When you get married you probably think your friends and family will behave for your wedding. You think they’ll do everything they can to help. You expect them to behave the way you did when it was the lead up to their wedding, because that’s how relationships work right?
Sorry to say this, but you’d be wrong. I think we all start out as this optimistic when it comes to our wedding guests. We give them the benefit of the doubt or cut them slack because they’ve been busy. But you hope they’ll behave or come through on the day. Brace yourself for the idea that some people just won’t do what you expect of them. Here are 8 wedding etiquette rules that at least some of your mates will likely break in the lead up to or at your wedding.
Not RSVPing on time, or not at all
Okay, this is a super common problem. You send out beautiful invitations to your guests only to find that only some of them have taken the time and effort to RSVP by the requested date. This can be really frustrating as you need to know numbers to confirm with your ceremony and reception venue. You’ll also find that lots of people will not RSVP and show up anyway or bring a date when they weren’t supposed to, or anything else that will annoy you on your wedding day. We’ve let you know so you can be prepared if this very irritating thing happens to you.
Showing up late
It’s very possible that some of your guests may arrive late to your wedding.
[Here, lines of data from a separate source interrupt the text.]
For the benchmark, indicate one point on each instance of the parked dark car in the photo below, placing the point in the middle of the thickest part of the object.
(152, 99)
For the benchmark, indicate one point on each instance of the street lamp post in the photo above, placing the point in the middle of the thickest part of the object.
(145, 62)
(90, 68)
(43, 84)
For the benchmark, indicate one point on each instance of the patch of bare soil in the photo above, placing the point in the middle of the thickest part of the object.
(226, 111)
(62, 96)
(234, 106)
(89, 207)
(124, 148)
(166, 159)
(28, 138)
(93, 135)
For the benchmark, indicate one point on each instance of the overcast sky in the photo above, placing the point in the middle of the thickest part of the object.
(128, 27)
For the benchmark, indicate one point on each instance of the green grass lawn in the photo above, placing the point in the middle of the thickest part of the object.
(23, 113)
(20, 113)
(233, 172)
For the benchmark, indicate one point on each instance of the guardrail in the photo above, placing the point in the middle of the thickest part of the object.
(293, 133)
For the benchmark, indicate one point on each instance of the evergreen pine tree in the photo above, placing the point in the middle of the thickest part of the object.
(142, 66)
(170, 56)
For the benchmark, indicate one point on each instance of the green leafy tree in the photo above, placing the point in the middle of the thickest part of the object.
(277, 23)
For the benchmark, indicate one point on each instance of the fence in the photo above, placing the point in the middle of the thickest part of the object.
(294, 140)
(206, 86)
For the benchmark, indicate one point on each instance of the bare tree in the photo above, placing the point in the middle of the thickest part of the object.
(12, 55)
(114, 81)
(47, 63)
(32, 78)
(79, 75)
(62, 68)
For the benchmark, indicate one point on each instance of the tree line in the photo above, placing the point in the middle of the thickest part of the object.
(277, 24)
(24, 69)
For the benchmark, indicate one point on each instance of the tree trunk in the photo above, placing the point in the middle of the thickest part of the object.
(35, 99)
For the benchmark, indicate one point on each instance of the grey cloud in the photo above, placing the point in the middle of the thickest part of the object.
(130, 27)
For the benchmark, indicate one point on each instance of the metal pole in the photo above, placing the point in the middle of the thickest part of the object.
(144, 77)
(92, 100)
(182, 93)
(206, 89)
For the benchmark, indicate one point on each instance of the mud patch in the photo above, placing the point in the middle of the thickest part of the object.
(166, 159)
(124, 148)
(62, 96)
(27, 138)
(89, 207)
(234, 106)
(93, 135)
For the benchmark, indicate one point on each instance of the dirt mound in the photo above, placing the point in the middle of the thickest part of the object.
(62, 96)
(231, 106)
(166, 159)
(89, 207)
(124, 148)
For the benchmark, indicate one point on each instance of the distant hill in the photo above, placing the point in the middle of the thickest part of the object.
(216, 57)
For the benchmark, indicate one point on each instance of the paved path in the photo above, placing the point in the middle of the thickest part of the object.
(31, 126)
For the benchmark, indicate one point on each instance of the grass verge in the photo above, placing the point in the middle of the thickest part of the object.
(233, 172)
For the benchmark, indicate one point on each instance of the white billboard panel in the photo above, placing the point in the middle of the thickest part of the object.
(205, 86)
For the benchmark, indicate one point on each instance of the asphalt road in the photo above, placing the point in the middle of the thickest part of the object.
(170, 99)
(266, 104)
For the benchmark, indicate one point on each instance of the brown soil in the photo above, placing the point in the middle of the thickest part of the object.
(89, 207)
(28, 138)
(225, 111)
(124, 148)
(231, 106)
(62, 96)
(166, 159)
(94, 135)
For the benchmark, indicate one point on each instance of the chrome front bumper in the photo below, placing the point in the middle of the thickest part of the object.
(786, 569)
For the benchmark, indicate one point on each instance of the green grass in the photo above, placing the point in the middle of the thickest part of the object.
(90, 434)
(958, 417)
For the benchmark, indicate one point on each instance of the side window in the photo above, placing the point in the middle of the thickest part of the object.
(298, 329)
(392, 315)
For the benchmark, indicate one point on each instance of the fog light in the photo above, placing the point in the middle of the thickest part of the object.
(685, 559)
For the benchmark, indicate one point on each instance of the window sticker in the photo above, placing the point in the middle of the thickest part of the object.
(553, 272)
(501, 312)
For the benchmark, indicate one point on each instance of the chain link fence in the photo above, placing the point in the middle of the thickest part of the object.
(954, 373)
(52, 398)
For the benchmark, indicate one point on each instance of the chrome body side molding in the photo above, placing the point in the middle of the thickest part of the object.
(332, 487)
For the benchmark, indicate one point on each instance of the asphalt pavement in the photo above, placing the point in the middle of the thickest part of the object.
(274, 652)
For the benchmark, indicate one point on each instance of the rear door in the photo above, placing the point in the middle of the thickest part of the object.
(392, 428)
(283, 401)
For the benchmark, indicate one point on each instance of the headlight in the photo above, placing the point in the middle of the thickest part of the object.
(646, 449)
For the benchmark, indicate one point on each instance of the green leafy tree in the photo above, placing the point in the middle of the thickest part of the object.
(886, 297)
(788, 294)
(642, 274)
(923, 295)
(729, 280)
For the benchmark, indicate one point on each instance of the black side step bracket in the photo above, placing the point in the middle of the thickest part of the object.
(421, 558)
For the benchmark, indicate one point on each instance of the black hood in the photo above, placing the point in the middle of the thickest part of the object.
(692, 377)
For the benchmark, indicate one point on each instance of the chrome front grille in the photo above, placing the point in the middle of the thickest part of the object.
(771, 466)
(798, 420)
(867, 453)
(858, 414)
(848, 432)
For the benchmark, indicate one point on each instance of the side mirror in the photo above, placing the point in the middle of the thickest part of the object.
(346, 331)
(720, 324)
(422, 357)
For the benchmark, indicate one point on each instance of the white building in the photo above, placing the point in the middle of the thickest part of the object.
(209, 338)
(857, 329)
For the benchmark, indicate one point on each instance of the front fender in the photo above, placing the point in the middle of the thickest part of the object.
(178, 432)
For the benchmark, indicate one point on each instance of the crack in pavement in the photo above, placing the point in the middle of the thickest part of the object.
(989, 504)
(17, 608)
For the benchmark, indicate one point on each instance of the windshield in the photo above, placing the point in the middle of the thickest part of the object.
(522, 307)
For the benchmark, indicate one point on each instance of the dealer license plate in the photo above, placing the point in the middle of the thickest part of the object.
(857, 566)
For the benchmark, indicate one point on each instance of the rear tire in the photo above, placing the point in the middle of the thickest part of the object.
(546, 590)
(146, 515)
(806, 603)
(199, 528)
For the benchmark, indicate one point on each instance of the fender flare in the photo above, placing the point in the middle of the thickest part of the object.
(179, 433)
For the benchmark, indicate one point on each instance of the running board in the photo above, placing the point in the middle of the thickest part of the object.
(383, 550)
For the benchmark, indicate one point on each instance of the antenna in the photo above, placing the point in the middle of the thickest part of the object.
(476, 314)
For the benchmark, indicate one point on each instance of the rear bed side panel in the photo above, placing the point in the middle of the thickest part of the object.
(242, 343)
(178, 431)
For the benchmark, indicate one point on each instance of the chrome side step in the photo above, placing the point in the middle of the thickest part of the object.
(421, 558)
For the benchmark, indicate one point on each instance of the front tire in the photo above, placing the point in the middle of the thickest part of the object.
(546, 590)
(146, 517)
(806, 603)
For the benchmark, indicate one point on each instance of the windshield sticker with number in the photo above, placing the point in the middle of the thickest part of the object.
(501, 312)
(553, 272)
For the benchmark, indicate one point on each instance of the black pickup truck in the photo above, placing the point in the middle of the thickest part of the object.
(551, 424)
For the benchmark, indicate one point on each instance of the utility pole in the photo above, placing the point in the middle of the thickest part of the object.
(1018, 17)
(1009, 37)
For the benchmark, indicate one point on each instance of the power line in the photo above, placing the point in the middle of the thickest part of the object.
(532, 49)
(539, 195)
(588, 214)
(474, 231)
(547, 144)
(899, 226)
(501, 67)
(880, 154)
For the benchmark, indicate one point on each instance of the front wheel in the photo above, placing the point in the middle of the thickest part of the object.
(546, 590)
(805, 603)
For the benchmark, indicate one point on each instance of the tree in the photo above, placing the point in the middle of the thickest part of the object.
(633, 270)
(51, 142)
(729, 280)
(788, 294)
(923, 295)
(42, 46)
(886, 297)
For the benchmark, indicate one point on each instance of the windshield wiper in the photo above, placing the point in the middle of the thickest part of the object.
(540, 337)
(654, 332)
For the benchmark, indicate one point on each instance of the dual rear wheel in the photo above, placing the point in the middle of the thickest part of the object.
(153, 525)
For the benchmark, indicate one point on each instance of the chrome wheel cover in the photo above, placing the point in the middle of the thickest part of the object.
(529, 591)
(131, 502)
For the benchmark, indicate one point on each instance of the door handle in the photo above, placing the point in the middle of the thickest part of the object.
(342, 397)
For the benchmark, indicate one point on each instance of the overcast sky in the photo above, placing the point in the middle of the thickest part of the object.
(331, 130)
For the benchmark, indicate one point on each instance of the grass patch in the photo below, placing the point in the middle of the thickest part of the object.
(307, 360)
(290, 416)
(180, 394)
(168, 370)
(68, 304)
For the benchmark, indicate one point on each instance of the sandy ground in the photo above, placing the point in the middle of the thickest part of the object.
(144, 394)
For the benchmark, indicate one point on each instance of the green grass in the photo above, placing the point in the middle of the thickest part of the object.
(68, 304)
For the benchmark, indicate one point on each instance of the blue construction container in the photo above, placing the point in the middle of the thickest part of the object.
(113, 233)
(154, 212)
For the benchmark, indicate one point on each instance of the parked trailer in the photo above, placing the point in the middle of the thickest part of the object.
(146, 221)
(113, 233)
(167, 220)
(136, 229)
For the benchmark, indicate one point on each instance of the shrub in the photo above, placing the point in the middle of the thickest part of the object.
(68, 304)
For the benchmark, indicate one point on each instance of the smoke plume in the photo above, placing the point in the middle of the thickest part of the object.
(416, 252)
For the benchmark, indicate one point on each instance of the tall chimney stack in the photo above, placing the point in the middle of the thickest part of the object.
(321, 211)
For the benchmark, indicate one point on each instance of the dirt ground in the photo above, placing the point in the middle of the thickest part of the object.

This can be very frustrating especially if they interrupt the ceremony as they’re coming into the venue. But it’s important to remember that people make mistakes and to not be too harsh with them. They could have potentially misread the invite, had car trouble or had something else that prevented them to be on time.
Texting or calling the couple on the day
It’s an unspoken rule that the bride and groom are not supposed to be called or texted on the day by their guests. This is so they can be left in peace to get ready for their huge day ahead. Depending on you as a couple, you may think it’s okay for your guests to text or give you a ring on the day. It depends on you and your relationship with said guest.
Wearing the same colour as the bride
Traditionally, brides wear white to their weddings and it has been for many years in poor taste to wear white to a wedding if you’re a guest. This is because it comes across as attention stealing which is weird when you’re at someone else’s wedding. Chances are at least someone, whether it be a friend or the plus one of one of your friends, will wear the same colour as you. That person is clearly pretty clueless so just ignore it and get on with having fun.
Not bringing a gift or card
This one depends on you as a couple. You might have requested that your guests just bring themselves if say you’re marrying far from home and your guests need to travel. If this is the case, then you would of course not expect a gift. But you might expect a card.
Normally though, most people don’t need to travel super far to get to their friend’s weddings. In these situations, you may still find that your guests don’t give you a gift or card on the day. Of course, if people can’t afford a gift then you would understand. But everyone can afford a card. The general idea with gifts is that you’re paying to host them at your wedding and so they get you a gift as a thank you for inviting them. If they don’t do this or even bother with a card, you might be reconsidering that friendship.
Assuming they’re invited
As your wedding approaches, you’ll definitely have certain people assume that they’re invited to your wedding. This might be because you had said something to them a little while ago about them being invited or because they think you’re closer than you really are. Whatever it is, there will likely be some awkwardness when it comes to these situations. Ignoring the problem may make it go away (obviously this is the first option) or you could man up and say something if they aren’t getting the hint.
Assuming their children or partner are invited
People tend to assume things very easily. So if they are actually invited, with an invite to prove it, then you may end up with them assuming that they can bring a guest. When you’re writing your guest list, you’re probably going to struggle cutting the list down to get to the ideal number you’re after. You may not be inviting your great uncles and aunts or that old friend from uni that invited you to their wedding, and getting to this place is hard. So it’s going to be very annoying when your guests come back and ask about their partners or children coming. They’ll assume it and you’ll find it annoying. This one is inevitable.
Forgetting to mention dietary requirements
This refers to the wedding invites mostly. When you send out your invites your guests will be given an RSVP slip that will have a ‘do you have any dietary requirements?’ question on there. They are of course meant to say whether they have any or not but lots of people forget. Some people also don’t say anything when they’re at the wedding either when they really should mention something to the waiter.
Forgetting to ‘save the date’, even when you sent out cards
This is more common than you think with weddings. Guests just simply forget to save the date and double-book themselves. Be prepared for this happening at your wedding, yet try to avoid it by mentioning your wedding constantly to all of your friends. They won’t double-book the date then, will they?